Con todo, Hilley supo reservar energías para el final y vocalmente concluyó de manera muy meritoria el extenuante tercer acto. Bien es cierto que el tenor no mostró una voz oceánica, pero nunca fue engullida por la orquesta, merced a una proyección notable y también –justo es señalarlo– al cuidadoso acompañamiento de Poschner desde el foso. Por contra, la actuación de Hilley adoleció de una cierta frialdad expresiva, de un decir menos incisivo de lo esperable, lo que, lógicamente, se hizo más evidente en el tercer acto, cuando el personaje de Tristan alcanza su mayor intensidad dramática.
En lo meramente escénico, a buen seguro que Hilley, propenso a cierto estatismo, se habría beneficiado de una dirección teatral menos desdeñosa con respecto al movimiento actoral.

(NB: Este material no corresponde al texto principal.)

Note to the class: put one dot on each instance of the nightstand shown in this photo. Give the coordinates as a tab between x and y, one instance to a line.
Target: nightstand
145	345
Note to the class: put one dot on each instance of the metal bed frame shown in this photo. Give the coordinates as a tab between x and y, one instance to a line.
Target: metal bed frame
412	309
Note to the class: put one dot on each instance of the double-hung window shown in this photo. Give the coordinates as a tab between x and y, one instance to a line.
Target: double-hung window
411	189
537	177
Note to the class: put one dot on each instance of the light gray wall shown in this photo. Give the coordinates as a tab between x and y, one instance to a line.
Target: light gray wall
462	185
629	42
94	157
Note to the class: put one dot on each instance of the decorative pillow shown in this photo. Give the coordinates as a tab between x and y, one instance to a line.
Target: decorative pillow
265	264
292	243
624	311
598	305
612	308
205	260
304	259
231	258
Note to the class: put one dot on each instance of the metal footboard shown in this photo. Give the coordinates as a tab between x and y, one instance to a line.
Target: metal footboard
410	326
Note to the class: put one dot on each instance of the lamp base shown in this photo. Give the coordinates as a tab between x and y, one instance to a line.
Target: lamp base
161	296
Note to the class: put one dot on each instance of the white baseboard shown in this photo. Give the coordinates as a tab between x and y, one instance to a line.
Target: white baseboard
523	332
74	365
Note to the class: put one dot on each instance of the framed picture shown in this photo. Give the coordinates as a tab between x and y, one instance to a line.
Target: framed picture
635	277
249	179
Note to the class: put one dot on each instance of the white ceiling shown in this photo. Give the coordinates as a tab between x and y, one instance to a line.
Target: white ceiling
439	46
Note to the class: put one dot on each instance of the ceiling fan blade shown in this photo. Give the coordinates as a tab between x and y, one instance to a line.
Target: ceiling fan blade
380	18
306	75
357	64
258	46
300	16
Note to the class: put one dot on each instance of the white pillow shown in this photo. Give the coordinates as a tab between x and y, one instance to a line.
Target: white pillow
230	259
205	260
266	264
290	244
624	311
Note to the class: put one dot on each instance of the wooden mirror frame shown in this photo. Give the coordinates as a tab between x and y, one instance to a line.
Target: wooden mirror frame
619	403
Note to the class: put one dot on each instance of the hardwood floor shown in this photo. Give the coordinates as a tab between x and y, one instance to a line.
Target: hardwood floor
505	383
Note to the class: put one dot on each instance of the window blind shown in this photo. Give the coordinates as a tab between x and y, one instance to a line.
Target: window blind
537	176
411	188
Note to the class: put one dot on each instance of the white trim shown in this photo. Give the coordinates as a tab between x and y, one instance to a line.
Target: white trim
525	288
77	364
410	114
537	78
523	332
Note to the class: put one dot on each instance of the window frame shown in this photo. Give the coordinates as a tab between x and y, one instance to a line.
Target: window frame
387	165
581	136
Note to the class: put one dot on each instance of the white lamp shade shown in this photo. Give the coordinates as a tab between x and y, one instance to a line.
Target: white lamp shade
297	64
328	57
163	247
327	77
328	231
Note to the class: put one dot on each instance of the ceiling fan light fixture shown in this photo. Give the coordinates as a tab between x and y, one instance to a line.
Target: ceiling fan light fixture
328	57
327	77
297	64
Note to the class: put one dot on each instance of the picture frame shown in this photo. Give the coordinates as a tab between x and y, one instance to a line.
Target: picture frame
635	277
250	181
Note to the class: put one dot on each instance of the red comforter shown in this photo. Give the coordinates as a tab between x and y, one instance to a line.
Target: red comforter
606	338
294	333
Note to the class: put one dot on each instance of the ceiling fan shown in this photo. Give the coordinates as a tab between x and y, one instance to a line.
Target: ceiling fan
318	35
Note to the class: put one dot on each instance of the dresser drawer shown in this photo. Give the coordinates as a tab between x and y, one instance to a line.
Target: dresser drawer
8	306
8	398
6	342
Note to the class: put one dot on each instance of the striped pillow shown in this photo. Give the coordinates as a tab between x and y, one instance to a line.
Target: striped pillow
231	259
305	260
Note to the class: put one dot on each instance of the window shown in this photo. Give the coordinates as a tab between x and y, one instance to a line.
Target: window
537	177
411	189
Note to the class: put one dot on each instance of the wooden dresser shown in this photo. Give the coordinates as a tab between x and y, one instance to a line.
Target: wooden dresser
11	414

George Zeppenfeld completó el triángulo relacional con un rey Marke de noble presencia vocal. La del bajo alemán es una voz peculiar, rotunda sin discusión en el registro grave, pero que se emblanquece muy ligeramente al subir, perdiendo algo de esmalte. En cualquier caso, Zeppenfeld es un cantante de una técnica irreprochable y un actor formidable capaz de llenar, como así fue, la escena con su presencia. Sobriamente conmovedor en su desolado monólogo, el de Zeppenfeld fue un Marke referencial, como referencial fue la Brangäne de Christa Mayer, beneficiada por una voz de bello y bruñido timbre, de rotunda proyección cuando fue necesario. Mayer exhibió, además, un fraseo siempre elegante, pero también incisivo en las frases más dramáticas de la doncella de Isolde. Sus advertencias a los dos amantes en el segundo acto –«Einsam wachend in der Nacht»– estuvieron entre los momentos más bellos de toda la representación.

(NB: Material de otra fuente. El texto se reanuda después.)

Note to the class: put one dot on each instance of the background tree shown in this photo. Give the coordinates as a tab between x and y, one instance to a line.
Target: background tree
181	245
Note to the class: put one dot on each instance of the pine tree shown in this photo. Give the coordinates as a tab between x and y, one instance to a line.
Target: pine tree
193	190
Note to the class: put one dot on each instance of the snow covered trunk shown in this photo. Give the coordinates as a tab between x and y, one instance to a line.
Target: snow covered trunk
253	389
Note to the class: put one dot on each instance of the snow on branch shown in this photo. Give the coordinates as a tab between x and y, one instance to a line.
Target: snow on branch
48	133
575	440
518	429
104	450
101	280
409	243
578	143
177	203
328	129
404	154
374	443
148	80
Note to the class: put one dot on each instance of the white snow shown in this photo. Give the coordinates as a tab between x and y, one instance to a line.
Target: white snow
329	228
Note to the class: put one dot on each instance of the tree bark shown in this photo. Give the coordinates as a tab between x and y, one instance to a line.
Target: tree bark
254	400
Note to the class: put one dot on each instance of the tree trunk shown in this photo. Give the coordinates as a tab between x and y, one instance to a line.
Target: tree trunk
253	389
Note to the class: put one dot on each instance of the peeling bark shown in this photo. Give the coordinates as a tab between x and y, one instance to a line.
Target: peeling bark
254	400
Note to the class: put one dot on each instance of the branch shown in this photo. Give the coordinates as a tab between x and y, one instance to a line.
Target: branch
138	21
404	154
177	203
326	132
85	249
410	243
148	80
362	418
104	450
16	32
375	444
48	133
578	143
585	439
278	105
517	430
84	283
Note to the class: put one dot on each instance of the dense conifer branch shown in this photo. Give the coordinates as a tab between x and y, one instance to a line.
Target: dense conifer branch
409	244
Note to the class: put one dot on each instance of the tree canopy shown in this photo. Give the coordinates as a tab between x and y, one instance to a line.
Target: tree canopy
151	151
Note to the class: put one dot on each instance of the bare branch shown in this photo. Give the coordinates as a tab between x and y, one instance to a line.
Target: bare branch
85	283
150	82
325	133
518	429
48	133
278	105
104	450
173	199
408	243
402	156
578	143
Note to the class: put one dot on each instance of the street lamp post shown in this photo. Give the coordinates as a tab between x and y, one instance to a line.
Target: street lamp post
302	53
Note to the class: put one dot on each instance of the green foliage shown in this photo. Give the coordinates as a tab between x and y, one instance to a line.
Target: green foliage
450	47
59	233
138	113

Markus Eiche no destacó como Kurwenal, un rol poco definido que no es sencillo de abordar. Su timbre ligeramente atenorado no ayudó a Eiche a defender el personaje con convicción vocal, si bien, en términos generales, el barítono cumplió con corrección, gracias a una notable implicación dramática.

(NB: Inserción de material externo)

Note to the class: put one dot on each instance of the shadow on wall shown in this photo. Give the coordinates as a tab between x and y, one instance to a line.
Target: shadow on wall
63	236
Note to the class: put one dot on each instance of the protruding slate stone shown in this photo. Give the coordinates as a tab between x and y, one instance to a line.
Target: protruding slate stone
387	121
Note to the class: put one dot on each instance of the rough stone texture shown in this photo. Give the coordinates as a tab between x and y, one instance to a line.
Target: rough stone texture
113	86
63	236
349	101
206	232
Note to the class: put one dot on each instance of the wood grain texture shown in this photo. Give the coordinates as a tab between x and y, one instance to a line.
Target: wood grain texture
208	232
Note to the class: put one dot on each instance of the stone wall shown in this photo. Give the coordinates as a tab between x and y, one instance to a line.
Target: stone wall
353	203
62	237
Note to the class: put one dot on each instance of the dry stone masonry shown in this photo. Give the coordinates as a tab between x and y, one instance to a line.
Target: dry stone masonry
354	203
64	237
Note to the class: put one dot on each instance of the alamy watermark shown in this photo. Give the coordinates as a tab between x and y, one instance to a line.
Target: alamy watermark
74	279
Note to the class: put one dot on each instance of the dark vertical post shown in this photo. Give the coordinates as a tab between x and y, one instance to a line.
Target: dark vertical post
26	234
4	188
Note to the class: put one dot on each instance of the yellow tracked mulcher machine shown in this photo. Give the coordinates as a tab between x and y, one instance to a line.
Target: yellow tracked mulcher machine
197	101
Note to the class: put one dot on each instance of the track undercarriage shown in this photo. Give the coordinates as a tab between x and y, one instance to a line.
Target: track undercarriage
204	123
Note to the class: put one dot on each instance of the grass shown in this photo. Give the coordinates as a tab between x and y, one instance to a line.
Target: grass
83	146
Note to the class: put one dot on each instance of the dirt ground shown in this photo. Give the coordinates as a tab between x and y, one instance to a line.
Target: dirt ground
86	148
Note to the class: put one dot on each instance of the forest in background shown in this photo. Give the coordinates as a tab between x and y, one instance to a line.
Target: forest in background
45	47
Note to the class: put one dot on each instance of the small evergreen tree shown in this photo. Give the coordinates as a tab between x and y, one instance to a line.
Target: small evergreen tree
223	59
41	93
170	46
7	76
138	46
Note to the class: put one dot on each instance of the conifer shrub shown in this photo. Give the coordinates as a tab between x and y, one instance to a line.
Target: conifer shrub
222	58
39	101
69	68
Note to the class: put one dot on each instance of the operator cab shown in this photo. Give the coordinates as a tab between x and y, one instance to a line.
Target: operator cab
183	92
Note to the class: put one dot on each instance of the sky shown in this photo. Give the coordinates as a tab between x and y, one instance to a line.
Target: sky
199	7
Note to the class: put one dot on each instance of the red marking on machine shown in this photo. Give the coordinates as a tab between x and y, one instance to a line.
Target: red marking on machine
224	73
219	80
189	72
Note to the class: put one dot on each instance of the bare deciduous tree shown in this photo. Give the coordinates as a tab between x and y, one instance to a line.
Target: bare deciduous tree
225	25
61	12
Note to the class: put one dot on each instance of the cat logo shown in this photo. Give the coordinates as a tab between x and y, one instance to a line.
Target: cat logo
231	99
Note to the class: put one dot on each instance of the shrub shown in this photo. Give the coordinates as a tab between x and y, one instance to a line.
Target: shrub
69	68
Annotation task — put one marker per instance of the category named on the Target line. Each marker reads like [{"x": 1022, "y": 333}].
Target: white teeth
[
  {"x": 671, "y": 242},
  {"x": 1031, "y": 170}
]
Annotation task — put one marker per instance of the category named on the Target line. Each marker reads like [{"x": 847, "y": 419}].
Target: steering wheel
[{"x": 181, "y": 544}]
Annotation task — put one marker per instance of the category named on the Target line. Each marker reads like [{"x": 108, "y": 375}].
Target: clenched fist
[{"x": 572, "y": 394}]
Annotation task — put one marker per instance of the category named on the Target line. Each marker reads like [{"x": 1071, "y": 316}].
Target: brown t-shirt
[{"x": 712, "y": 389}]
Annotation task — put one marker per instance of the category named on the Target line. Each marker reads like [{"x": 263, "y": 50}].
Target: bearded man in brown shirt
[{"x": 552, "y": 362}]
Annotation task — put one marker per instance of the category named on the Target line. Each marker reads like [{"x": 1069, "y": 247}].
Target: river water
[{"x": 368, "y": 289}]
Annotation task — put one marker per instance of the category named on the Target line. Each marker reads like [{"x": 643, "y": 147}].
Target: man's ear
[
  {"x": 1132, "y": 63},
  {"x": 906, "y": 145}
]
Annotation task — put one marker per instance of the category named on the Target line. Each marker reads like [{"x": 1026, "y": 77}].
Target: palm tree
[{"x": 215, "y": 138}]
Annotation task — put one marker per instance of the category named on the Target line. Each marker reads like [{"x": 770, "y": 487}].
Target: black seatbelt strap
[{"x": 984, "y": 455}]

Los demás personajes, ya de menor entidad, fueron presentados con destacable profesionalidad. Ólafur Sigurdarson fue un Melot vocalmente algo estridente, con algunos sonidos abiertos, pero sugestivo teatralmente. El tenor español Jorge Rodríguez-Norton asumió con solvencia un rol que menudea, como es el del pastor. Correcto el timonel de Raimund Nolte, y bien aprovechada la intervención como joven marinero por parte del tenor Siyabonga Maqungo, quien mostró una buena línea de canto en la enigmática tonada que inicia el primer acto, tras el preludio.
Huelga añadir un merecido reconocimiento al trabajo de Eberhard Fiedrich al frente del imponente coro del festival, cuyas intervenciones en Tristan und Isolde son tan puntuales como sugestivas.
Y el entusiasmo estalló, tras la resolución armónica que Wagner demora hasta el mismo final de su obra, y los artífices de la función salieron –bajado el telón– a recibir la merecida ovación. Luego, las luces se encendieron por poco tiempo, hasta que se apagó la sala, cerrada de nuevo. Todos volvimos a la vigilia.